Certains voient dans ces actes de vandalisme, que Harvard n’a pas commenté, une preuve supplémentaire que le Congrès a raison d’exiger de l’université qu’elle lui remette les documents justifiant de son action contre l’antisémitisme sur le campus. D’autres y voient le signe que le Congrès compte utiliser l’antisémitisme comme d’une excuse pour s’en prendre à sa véritable cible, à savoir l’enseignement supérieur.

En un mot, l’enquête est tour à tour perçue comme une surveillance nécessaire ou un excès dangereux.

« Je n’ai pas vu pareille menace sur l’enseignement supérieur depuis que Ronald Reagan était gouverneur de Californie », s’exclame Lynn Pasquerella, présidente de l’Association américaine des universités. « Il n’y a aucun contrôle dans tout cela. C’est avant tout de l’agitation et cela n’a rien à voir avec l’antisémitisme, qui devrait être une véritable préoccupation. Bien au contraire, cela conduit à un désinvestissement et à une perte de confiance du public dans l’enseignement supérieur. »

L’enquête a commencé en décembre, peu après le témoignage de l’ex-doyenne de l’Université de Harvard, Claudine Gay, de l’ex-doyenne de l’Université de Pennsylvanie, Liz Magill, et de la doyenne du MIT, Sally Kornbluth, devant la Commission de l’éducation et de la main-d’œuvre de la Chambre des Représentants à propos de l’antisémitisme sur les campus.

Au cours de cette audience, qui a donné lieu à une intense polémique, aucune des trois femmes n’a clairement dit que les appels au génocide des Juifs sur les campus relevaient du harcèlement.

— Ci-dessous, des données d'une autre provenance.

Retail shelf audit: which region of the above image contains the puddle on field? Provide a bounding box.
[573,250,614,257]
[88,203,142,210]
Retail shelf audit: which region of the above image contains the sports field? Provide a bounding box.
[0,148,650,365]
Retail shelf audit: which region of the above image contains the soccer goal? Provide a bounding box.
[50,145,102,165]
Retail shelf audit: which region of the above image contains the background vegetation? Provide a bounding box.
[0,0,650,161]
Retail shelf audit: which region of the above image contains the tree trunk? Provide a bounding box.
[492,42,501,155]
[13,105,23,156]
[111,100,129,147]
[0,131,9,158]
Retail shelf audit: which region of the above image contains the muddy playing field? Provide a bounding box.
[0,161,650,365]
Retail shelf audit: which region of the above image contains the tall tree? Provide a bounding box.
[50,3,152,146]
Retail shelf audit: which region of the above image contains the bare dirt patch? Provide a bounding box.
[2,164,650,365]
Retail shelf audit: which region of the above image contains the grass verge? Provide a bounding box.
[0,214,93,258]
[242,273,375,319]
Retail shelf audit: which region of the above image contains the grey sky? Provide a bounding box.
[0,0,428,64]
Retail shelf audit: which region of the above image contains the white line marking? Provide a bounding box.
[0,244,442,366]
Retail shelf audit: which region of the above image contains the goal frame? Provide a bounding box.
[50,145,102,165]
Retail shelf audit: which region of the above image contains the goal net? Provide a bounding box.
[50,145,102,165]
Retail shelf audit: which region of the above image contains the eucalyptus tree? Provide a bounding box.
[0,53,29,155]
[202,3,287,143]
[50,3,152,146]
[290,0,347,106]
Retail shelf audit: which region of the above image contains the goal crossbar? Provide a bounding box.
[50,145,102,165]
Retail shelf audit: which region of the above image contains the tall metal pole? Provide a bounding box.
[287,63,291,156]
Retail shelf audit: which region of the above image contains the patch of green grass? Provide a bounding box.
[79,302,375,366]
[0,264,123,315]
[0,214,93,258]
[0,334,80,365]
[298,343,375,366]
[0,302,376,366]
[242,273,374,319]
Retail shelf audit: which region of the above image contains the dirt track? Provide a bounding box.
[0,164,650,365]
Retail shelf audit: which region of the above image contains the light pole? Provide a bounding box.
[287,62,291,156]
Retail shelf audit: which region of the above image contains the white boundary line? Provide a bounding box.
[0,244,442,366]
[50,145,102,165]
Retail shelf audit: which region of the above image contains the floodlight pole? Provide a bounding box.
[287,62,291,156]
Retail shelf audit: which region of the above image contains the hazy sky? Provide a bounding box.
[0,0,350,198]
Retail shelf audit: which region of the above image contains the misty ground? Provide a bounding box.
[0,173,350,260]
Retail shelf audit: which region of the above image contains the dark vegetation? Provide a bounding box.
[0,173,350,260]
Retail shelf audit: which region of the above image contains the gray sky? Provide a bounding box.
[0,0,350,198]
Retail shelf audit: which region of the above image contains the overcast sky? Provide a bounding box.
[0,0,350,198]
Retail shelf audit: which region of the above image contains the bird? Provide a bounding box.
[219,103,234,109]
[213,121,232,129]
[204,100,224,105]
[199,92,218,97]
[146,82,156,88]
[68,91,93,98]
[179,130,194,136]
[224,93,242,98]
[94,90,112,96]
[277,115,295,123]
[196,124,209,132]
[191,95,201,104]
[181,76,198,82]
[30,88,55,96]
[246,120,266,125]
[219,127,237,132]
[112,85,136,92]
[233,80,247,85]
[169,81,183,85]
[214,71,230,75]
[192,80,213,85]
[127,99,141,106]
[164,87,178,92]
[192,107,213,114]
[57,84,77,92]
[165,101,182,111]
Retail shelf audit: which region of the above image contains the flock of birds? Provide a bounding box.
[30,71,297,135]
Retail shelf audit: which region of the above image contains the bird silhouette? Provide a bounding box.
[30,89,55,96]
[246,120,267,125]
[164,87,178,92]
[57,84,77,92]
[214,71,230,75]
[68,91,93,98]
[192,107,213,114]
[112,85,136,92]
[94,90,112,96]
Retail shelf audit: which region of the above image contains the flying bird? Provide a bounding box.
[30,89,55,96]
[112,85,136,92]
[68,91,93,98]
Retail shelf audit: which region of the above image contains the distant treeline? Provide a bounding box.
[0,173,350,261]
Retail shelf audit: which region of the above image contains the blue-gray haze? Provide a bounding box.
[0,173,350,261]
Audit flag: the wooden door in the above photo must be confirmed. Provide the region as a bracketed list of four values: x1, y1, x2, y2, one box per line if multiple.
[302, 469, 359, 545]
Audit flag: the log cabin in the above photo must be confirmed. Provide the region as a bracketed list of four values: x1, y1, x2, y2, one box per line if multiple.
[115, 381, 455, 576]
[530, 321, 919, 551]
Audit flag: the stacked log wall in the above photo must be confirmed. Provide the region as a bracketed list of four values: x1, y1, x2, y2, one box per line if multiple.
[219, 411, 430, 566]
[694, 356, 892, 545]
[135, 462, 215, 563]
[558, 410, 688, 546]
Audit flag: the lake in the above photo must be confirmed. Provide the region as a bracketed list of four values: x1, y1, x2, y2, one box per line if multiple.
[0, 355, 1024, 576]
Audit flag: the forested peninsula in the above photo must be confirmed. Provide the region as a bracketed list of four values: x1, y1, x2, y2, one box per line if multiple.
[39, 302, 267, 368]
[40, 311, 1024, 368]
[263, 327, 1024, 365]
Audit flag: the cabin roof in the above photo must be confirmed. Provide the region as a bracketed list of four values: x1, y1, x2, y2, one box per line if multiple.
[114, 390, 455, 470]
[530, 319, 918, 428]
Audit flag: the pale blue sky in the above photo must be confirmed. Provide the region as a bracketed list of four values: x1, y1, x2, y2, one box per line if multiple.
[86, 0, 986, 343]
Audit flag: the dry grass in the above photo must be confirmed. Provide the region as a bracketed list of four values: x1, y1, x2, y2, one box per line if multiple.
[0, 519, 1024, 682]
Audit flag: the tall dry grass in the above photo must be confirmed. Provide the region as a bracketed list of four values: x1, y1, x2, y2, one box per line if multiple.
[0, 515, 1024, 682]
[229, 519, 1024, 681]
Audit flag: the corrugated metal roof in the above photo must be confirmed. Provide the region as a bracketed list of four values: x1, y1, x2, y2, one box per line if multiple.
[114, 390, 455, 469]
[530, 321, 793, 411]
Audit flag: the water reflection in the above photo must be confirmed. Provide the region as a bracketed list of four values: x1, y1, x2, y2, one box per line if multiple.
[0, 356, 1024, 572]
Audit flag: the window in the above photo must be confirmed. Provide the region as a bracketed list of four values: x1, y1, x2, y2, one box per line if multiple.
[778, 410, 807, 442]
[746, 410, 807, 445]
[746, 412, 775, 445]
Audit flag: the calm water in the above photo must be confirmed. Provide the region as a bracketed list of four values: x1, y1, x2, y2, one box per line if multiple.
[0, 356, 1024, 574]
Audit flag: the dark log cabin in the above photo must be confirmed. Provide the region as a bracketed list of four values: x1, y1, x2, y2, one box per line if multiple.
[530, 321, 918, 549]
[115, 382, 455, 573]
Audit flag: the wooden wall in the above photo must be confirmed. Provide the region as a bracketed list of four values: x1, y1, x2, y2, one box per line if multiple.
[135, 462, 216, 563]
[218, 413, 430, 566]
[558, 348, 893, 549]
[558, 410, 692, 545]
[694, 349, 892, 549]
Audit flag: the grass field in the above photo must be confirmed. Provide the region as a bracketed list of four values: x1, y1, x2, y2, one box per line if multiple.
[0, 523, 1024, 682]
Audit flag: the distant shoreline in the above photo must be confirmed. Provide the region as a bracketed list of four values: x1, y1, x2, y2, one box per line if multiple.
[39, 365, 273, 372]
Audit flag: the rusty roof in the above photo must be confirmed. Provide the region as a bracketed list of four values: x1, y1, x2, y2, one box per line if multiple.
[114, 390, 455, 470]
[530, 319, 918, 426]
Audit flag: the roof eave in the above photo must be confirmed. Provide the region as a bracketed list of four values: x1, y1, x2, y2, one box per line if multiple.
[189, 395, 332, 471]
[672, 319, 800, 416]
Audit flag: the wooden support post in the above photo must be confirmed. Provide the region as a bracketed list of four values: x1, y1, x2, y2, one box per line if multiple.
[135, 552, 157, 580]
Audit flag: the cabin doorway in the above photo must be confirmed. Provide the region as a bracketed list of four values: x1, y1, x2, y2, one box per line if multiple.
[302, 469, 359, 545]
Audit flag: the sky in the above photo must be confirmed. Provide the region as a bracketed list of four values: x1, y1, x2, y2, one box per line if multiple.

Illustration : Sur le campus de l’Université Harvard à Cambridge (Massachusetts), le 2 janvier 2024. (Crédit : Steven Senne/AP Photo)

Lors de l’ouverture de l’enquête, la présidente de la commission, Virginia Foxx (Républicaine de Caroline du Nord), a demandé à Harvard de lui remettre tous les documents concernant son action suite à des incidents antisémites, ses règlements et procédures disciplinaires, ainsi que des données budgétaires, parmi lesquelles la provenance de ses fonds étrangers.

Harvard aurait bien respecté la date limite du 23 janvier, mais Foxx estime que sa réponse est « totalement inappropriée ».

« Au lieu de répondre à la demande de la Commission de manière exhaustive, Harvard s’est contenté de produire des lettres d’ONG et des manuels universitaires, dont beaucoup sont déjà accessibles au public. C’est inacceptable. Harvard doit produire les documents demandés dans les temps, au risque de se voir infliger des sanctions », a déclaré Foxx par voie de communiqué, le 24 janvier dernier.

Illustration : Des manifestants pro-palestiniens rassemblés à l’Université de Harvard, à Cambridge (Massachusetts), le 14 octobre 2023. (Crédit : Joseph Prezioso/AFP)

Le porte-parole de l’Université Harvard, Jason Newton, a déclaré que l’université n’avait pas de déclaration à faire sur l’enquête. Il s’est limité à reprendre les termes de la déclaration de l’université du 7 décembre 2023.

« Le travail que fait Harvard pour lutter contre l’antisémitisme au sein de sa communauté progresse avec détermination et la plus grande attention de la part des dirigeants de l’université. L’université sera heureuse de communiquer les informations à la commission pour les besoins de son enquête », a déclaré Newton.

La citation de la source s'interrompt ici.